Un montant de 30 000 $ provenant du Fonds de legs des Jeux du Canada est alloué pour la deuxième année du programme Sherbrooke International. S'il peut sembler relativement bas considérant le nombre d'athlètes, ces derniers ne se font pas prier pour vanter les mérites du programme.
« C'est un investissement minime, mais qui rapporte vraiment beaucoup au niveau de l'athlète, surtout en ce qui concerne la préparation : les services de massothérapie, de physiothérapie, tout ce qui englobe les traitements hors compétition. C'est ça qui va permettre à l'athlète d'aller chercher un pourcentage de plus et de faire des performances qui vont l'amener à de grands Jeux ou aux Universiades », explique l'olympien Pascal Plamondon, qui fait partie du programme pour une deuxième année consécutive.

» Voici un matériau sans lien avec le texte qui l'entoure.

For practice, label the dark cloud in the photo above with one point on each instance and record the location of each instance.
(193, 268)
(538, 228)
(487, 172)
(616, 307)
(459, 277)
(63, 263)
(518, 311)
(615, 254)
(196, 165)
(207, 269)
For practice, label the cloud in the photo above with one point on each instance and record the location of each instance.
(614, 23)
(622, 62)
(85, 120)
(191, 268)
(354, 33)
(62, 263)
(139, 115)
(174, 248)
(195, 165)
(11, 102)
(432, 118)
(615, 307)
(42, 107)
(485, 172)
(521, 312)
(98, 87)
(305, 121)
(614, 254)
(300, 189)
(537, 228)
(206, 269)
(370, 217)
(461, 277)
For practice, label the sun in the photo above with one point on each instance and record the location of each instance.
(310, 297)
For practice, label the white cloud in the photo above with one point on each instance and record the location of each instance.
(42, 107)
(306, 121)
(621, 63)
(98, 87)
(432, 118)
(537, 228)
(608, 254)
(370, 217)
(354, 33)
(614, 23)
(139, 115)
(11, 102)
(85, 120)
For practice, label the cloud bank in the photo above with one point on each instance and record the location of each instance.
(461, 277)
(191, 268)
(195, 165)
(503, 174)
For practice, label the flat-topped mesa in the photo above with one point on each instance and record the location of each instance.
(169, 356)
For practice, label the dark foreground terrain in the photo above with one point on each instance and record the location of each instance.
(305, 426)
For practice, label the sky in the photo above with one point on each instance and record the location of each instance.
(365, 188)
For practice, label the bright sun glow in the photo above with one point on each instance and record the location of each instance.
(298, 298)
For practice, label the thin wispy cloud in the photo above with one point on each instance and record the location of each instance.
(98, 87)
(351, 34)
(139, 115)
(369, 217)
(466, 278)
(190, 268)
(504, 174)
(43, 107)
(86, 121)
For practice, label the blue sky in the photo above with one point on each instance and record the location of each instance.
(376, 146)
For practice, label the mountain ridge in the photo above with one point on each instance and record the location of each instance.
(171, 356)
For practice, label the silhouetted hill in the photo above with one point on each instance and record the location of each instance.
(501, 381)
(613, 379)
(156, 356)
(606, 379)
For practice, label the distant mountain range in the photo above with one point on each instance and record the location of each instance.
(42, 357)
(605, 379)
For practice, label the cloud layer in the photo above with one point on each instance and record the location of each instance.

« Dans les deux mois avant les Olympiques l'été passé, je me faisais masser après chaque entraînement et c'est ce qui me permettait de pousser autant », ajoute l'haltérophile.
Privé du financement de Sports Canada, Sébastien Beaulieu s'est qualifié mercredi pour ses premiers Championnats du monde, qui auront lieu en Espagne en mars.
« Ça fait toute la différence, souligne le planchiste sherbrookois. D'avoir tous ces services-là gratuitement, c'est énorme. À l'extérieur, j'ai dû faire affaire avec d'autres physiothérapeutes et les factures montent vite quand tu te blesses. C'est énorme et on est choyé à Sherbrooke d'avoir ESS. »
Le son de cloche était le même du côté de Maïté Bouchard et de Marie-Ève Jacques.
« Ça nous permet de ne pas avoir de stress financier en plus d'avoir plusieurs services, des nutritionnistes, des préparateurs physiques, de l'argent pour aller en camp d'entraînement. Tout ça mis ensemble te permet de te concentrer sur le plus important, soit de performer », note Marie-Ève Jacques.
« En athlétisme, si les frais sont payés pour les compétitions, s'y classer repose sur nous et les sélections sont souvent à l'extérieur, ce qui nous oblige à partir aux États-Unis ou en Europe. ESS nous aide donc à nous y rendre pour qu'on parvienne à atteindre les compétitions », résume Maïté Bouchard.